The wellsprings of innovation are people and diversity. Companies should constantly maintain their efforts to be employers that individuals choose to work for by properly investing in the individuals who are responsible for creating value, and by continuously allocating a fair share of profits to them. At the same time, it is essential to create an environment and systems that enable everybody to move freely among organizations as they seek workplaces that judge their own value appropriately and ways of working that suit their own values or lifestyle.

To achieve this, Japan needs to fundamentally overhaul its labor legislation including the Labor Standards Act, which originated in the Factory Act enforced in 1916, and transition to a legal system that is better suited to the digital age and is predicated on more flexible, diverse ways of working. As the prerequisite for such a transition, we must also start discussing the type of safety net we need for those who are genuinely vulnerable, going right back to the essence of the issue.

In addition, we must forge a consensus throughout society that we should start designing an educational system that forms a coherent whole from preschool education through lifelong recurrent education, designating the purpose of education as enabling diverse individuals to engage proactively in value creation and acquire the capacity to live in accordance with their own choices and decisions.
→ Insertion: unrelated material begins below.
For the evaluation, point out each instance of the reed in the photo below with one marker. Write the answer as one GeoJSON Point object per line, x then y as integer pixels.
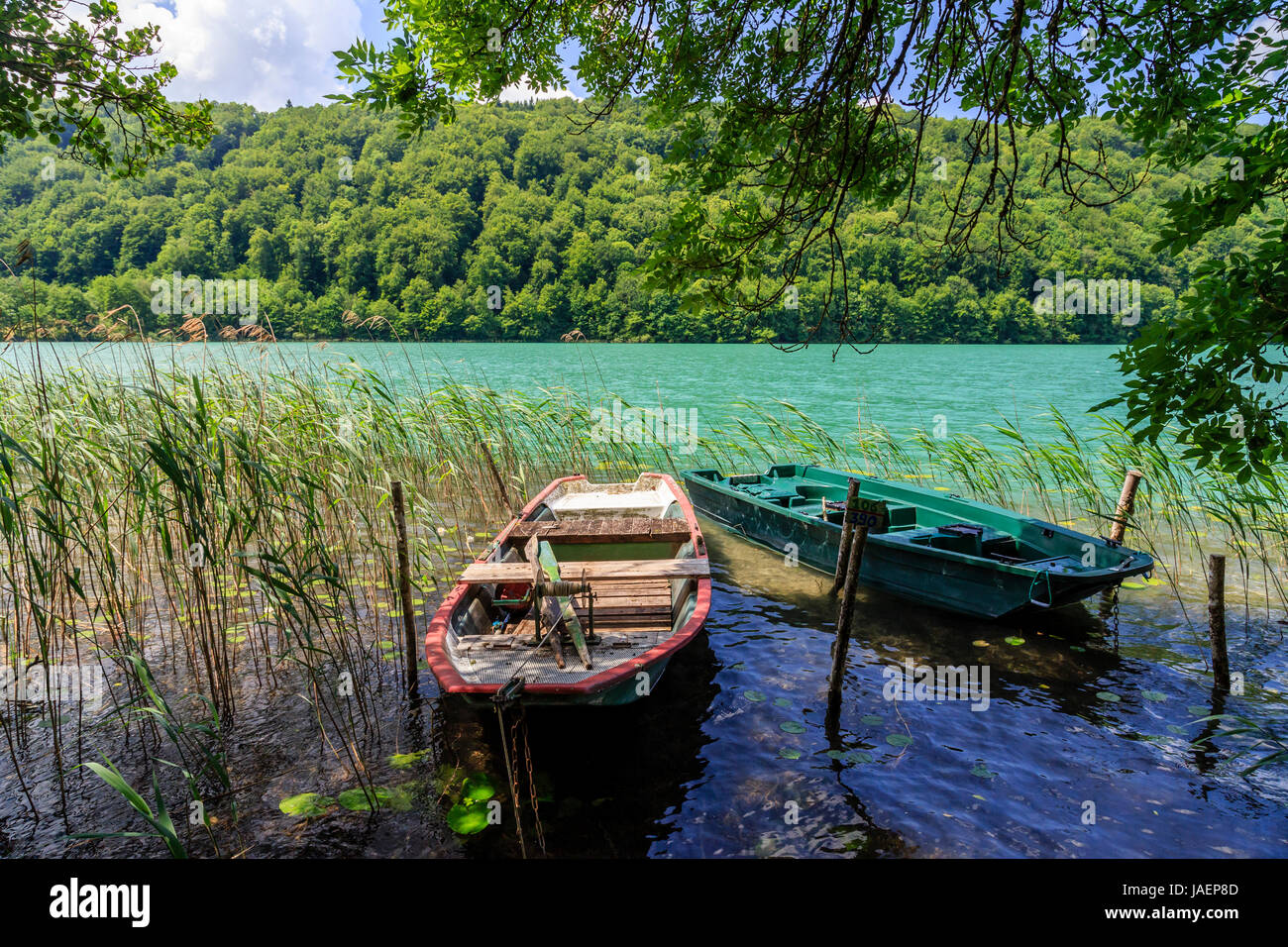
{"type": "Point", "coordinates": [228, 526]}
6. Keizai Doyukai's Implementation and Action in 2022

As a group of corporate executives, Keizai Doyukai endeavors first and foremost to identify issues that could act as barriers to innovation and growth. I would like to start the year with each individual member of Keizai Doyukai preparing their own personal statements setting out the types of issues they aim to tackle, the innovations they intend to bring about, and the changes they want to make in society through their own businesses. Then, we will offer practical advice pinpointing any vested interests and constraints preventing these statements from being put into practice, and indicate how such vested interests and constraints could be reformed, while also engaging in dialogue with the government.

We will also expedite our efforts to interact and engage in mutual learning with startups that possess cutting-edge knowledge and insights regarding technology and societal issues, as well as leaders in various spheres, to develop Keizai Doyukai into an ecosystem of executives who aspire to innovate and change society.

If Japan shifts its focus from current interests toward future possibilities and tackles the range of problems it faces, it is definitely capable of becoming a country with the power and presence to lead the world. I want Keizai Doyukai to communicate this vision and the options available to achieve it, and to call on all SEIKATSUSHA to change their way of thinking and take action as stakeholders building our future together.